RIG-I-like receptors (RLRs) are another family of PRRs that play a vital role in the recognition and control of WNV, mainly through the induction of type I IFN [6]. But like TLRs, recent evidence suggests RLRs and components of their signaling pathways contribute to protection by influencing the T cell response following infection. Genetic deficiency of MDA5, a RLR that detects dsRNA, results in increased viral burdens in the CNS and mortality. While there were no differences in the peripheral CD8 compartment, subtle phenotypic differences were observed in the CNS of MDA5−/− mice. Adoptive transfer experiments confirmed that subtle defects in CD8 T cells resulted in defective viral clearance in the CNS and that this phenotype is non-cell-autonomous as MDA5−/− CD8s primed in a MDA+/+ environment effectively cleared virus [69]. IPS-1, a signal adapator protein shared by MDA5 and RIG-I has also been shown to influence the T cell response to WNV [50]. Infection of IPS-1−/− mice results in uncontrolled viral replication in numerous tissues and increased CD8 T cells in the CNS. TR cells, which normally expand following WNV infection as discussed above, did not expand in the absence of IPS-1, which may contribute to the enhanced CD8 T cell response.

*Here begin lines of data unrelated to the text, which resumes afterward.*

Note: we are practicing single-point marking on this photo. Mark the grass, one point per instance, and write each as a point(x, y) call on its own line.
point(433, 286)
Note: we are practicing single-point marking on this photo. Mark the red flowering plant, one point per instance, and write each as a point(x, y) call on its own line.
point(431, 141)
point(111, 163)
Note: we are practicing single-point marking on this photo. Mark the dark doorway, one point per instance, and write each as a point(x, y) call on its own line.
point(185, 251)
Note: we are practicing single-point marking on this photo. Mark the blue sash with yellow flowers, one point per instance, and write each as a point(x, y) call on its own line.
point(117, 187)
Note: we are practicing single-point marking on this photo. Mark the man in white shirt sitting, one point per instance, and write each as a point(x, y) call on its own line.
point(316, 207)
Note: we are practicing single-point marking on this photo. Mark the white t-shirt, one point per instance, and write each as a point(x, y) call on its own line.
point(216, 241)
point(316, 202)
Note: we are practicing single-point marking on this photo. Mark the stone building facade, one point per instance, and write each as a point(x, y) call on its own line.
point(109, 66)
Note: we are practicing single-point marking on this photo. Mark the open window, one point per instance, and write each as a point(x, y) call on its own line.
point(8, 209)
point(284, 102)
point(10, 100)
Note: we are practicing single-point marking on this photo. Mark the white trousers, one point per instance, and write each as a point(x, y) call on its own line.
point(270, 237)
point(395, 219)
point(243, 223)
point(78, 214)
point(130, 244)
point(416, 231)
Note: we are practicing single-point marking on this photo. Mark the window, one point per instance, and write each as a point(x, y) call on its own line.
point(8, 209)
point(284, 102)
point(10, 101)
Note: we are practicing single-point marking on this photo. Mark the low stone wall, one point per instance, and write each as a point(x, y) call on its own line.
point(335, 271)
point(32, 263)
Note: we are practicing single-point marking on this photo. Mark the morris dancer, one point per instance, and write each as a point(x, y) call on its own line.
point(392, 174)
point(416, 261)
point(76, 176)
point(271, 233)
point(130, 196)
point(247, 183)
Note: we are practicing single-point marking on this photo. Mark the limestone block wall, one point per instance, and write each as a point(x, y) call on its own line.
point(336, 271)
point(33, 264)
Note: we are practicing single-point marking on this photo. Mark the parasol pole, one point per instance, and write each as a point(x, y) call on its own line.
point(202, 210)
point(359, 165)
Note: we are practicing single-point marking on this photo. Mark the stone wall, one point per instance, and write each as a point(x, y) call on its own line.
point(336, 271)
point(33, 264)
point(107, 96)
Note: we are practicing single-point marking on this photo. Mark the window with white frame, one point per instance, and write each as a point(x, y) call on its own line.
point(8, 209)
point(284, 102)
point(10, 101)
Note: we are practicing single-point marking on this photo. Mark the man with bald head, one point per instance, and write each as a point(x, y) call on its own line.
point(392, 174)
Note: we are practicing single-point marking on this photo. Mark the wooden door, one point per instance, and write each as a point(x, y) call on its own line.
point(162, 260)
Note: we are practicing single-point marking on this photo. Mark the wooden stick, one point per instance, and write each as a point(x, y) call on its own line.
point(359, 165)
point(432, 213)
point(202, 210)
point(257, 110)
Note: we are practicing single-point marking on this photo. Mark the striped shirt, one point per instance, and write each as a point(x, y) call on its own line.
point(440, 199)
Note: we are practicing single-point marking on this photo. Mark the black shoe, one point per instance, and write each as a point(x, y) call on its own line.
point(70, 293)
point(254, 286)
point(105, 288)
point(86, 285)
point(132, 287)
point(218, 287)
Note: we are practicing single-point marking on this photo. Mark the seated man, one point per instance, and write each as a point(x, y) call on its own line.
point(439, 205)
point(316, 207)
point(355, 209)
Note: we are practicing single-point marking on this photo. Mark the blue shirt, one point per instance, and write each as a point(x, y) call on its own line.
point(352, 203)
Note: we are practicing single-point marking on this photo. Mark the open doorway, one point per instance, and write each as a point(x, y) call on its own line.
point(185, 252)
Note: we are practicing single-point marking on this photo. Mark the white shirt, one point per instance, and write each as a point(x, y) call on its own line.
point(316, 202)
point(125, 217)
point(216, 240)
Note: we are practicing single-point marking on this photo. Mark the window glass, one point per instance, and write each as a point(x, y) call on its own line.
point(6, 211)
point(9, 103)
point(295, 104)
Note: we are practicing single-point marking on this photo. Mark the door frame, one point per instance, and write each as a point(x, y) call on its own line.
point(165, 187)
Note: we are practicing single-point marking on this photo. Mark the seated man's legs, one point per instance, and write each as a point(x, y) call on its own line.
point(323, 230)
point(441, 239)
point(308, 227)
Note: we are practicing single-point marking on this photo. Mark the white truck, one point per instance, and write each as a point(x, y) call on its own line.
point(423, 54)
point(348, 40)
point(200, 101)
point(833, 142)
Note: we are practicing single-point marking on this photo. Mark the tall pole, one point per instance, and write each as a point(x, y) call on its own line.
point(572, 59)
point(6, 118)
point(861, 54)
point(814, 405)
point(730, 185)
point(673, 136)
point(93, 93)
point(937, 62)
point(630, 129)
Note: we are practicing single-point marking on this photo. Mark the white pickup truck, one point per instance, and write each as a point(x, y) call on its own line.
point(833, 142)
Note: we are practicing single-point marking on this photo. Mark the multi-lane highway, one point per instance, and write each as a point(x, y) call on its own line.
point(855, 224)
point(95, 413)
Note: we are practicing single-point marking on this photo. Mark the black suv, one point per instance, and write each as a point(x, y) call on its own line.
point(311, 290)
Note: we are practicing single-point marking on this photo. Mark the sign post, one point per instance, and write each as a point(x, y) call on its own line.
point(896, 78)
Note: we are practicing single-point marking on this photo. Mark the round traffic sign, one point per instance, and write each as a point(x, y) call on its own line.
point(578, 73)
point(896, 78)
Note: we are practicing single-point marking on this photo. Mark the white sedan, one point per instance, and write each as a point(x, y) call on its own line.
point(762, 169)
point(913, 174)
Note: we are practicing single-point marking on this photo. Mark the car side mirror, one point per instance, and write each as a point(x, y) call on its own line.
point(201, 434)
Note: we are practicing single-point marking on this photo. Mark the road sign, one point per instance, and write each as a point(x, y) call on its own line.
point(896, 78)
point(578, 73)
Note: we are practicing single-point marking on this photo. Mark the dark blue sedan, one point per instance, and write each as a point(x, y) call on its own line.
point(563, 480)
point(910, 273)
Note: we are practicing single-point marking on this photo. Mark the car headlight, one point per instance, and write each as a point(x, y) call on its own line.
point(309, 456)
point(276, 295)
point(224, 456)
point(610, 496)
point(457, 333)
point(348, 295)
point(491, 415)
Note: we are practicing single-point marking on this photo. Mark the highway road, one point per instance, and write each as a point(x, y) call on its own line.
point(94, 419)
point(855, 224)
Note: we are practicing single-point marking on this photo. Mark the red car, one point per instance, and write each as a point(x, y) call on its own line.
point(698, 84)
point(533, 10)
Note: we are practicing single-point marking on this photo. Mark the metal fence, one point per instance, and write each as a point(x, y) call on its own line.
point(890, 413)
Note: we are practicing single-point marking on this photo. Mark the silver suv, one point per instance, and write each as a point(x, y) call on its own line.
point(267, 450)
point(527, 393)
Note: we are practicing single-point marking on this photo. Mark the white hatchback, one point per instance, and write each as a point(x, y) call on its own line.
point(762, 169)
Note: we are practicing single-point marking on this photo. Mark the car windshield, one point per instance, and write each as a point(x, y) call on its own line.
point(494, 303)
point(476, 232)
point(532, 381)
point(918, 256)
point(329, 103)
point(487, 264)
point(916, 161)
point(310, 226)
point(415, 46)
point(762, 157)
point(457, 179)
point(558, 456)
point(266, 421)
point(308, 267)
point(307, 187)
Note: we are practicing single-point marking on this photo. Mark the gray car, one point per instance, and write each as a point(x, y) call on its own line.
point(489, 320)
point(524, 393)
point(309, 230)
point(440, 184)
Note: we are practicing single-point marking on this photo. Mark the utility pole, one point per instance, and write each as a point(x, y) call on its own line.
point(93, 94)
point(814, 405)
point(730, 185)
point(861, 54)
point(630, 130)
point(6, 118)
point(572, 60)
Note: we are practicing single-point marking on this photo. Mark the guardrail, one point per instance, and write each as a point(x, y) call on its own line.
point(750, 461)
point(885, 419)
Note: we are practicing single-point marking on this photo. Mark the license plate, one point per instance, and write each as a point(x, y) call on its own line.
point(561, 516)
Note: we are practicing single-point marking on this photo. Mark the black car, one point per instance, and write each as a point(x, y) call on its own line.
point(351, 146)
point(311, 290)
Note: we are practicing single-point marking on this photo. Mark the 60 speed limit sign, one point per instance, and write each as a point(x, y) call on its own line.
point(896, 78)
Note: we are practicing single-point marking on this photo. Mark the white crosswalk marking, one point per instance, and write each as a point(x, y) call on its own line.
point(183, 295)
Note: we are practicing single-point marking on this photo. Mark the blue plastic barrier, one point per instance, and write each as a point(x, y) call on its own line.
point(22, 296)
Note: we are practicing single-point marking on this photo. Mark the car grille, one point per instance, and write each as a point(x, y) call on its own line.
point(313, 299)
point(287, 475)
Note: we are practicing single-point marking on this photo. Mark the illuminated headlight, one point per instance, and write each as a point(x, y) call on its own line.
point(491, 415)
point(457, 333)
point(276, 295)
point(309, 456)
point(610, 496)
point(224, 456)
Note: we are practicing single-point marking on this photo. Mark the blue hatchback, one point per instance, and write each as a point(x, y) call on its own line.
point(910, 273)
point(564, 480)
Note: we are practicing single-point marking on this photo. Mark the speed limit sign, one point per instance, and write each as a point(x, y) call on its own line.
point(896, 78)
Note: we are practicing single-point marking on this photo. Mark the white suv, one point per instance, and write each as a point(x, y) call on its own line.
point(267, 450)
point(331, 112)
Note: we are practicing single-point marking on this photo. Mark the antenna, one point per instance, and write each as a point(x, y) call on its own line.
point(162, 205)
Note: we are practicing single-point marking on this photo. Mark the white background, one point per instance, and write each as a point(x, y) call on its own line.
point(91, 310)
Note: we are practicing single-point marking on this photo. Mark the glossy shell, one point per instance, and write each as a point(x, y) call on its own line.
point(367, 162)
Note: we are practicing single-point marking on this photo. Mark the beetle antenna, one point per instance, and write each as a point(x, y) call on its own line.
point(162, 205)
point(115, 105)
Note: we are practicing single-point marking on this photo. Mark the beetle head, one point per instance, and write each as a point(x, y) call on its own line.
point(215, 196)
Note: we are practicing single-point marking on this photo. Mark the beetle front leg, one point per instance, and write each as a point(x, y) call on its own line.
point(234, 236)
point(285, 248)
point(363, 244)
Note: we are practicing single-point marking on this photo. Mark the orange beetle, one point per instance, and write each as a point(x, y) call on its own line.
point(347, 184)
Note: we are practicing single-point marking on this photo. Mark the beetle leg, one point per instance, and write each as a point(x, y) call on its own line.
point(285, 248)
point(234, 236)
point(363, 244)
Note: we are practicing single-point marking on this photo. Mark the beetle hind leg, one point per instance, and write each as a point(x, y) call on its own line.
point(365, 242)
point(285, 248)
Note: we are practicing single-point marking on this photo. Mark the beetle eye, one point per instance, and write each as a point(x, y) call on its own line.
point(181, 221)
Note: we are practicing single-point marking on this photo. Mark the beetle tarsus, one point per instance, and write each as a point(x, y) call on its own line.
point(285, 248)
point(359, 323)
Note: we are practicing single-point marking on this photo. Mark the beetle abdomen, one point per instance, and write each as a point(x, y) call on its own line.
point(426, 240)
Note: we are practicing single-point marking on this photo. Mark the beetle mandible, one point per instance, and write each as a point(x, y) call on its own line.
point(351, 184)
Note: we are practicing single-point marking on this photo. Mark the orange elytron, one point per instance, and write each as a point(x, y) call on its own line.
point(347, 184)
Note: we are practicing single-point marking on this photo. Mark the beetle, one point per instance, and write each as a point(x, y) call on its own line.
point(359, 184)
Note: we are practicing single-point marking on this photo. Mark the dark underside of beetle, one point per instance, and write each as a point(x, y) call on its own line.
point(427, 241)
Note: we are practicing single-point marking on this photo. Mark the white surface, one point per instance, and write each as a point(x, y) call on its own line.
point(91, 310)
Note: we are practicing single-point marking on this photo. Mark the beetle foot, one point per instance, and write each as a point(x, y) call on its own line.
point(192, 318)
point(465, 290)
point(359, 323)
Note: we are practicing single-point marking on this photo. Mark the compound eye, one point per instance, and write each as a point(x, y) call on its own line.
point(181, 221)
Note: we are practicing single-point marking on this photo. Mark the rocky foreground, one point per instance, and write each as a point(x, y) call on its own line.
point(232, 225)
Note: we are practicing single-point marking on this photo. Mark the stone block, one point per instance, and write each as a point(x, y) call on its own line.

Similarly, mice lacking IRF-1, a transcription factor downstream of PRRs, exhibit enhanced CD8 T cell proliferation in response to WNV infection [70]. Unlike with IPS-1−/− mice, TR expansion remained relatively intact, thus not likely explaining the enhanced expansion observed. Adoptive transfer studies revealed IRF-1 acts both within T cells and in their environment to influence proliferation. LGP2, a RLR who function in innate immune defenses is less well defined due to the fact that it lacks the CARD domain used by other RLRs to signal, has recently been shown to play a cell intrinsic role in CD8 T cell responding to WNV and lymphocytic choriomeningitis virus [71]. Mice lacking LGP2 exhibit reduced numbers of total and epitope-specific CD8 T cells in both the spleen and brain and this correlated with increased apoptosis of these cells at late timepoints. This survival defect may be due to increased sensitivity to CD95-mediated cell death as LGP2−/− T cells were more susceptible to CD95L treatment in vitro. Thus, PRRs and their downstream signaling components play a key role in shaping the T cell response to WNV via a variety of mechanism.

5. Conclusions

In summary, CD4 and CD8 T cells have been shown to play a vital role in host defense against West Nile virus. In particular, these cell types appear to play a key role in clearing virus, especially in the brain. Since neuroinvasion results in the most severe disease and can result in death, understanding the mechanisms by which T cells limit or prevent virus replication in the brain is key. Additionally, with the recent identification of both CD4 and CD8 epitopes from WNV, future studies investigating the characteristics and functions of these epitope-specific cells will be instrumental to our understanding how the immune systems responds to WNV and in the development of vaccines to prevent severe disease from the infection.

Conflicts of Interest

The authors declare no conflict of interest.